Technical Evaluation
By Shayan
The Every day Chart
On the every day timeframe, ETH has been rejected from the descending channel’s increased trendline and is now heading towards a key demand zone close to $3,400. The asset has additionally did not reclaim the 100-day transferring common and is now hovering above the 200-day transferring common, situated round $3,300.
The $3,500-$3,300 zone is a vital one which has been defended earlier than, however the RSI at 38.68 and the decrease highs on every bounce counsel that bulls are dropping management. Except ETH can bounce decisively from this space, a breakdown beneath it, the 200-day transferring common, and the channel’s decrease boundary might result in the subsequent leg down towards the $3,000 zone within the coming weeks.

The 4-Hour Chart
The 4H chart paints a clearer bearish image. The value is on the verge of sweeping up sell-side liquidity slightly below $3,700. A break beneath this degree might verify weak point and create a brand new decrease low, pointing to the formation of a transparent bearish construction.
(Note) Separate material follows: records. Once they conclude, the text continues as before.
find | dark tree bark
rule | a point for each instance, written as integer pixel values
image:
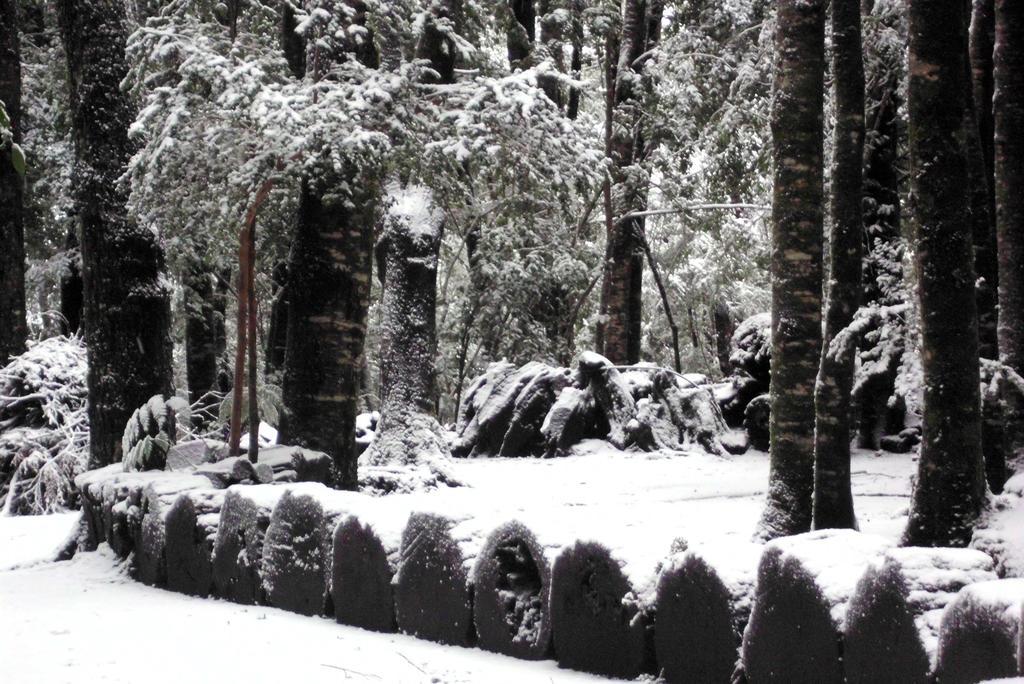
(797, 236)
(13, 330)
(330, 266)
(833, 506)
(71, 287)
(202, 357)
(127, 305)
(619, 329)
(1009, 123)
(291, 43)
(276, 337)
(978, 123)
(950, 485)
The RSI can be nearing oversold circumstances, however hasn’t but printed any bullish divergence. After the rejection from the $4,100–$4,200 space and the clear shift in momentum, a drop towards the $3,400-$3,500 demand zone and one other take a look at of the decrease boundary of the channel is extremely possible. A breakdown beneath this space might result in greater than a ten% decline, dragging the worth into the subsequent assist block round $3,000, except a faux breakdown happens.

Sentiment Evaluation
Coinbase Premium Index
Sentiment has began shifting negatively once more. The Coinbase Premium Index flipped deeply destructive, indicating that US-based consumers are not bidding aggressively. Traditionally, prolonged intervals of destructive premiums are likely to coincide with distribution phases or deeper pullbacks.
Total, the shortage of demand from US markets is often one of many early indicators of a deep correction, and mixed with weak technical construction, it retains the outlook bearish except contemporary catalysts emerge.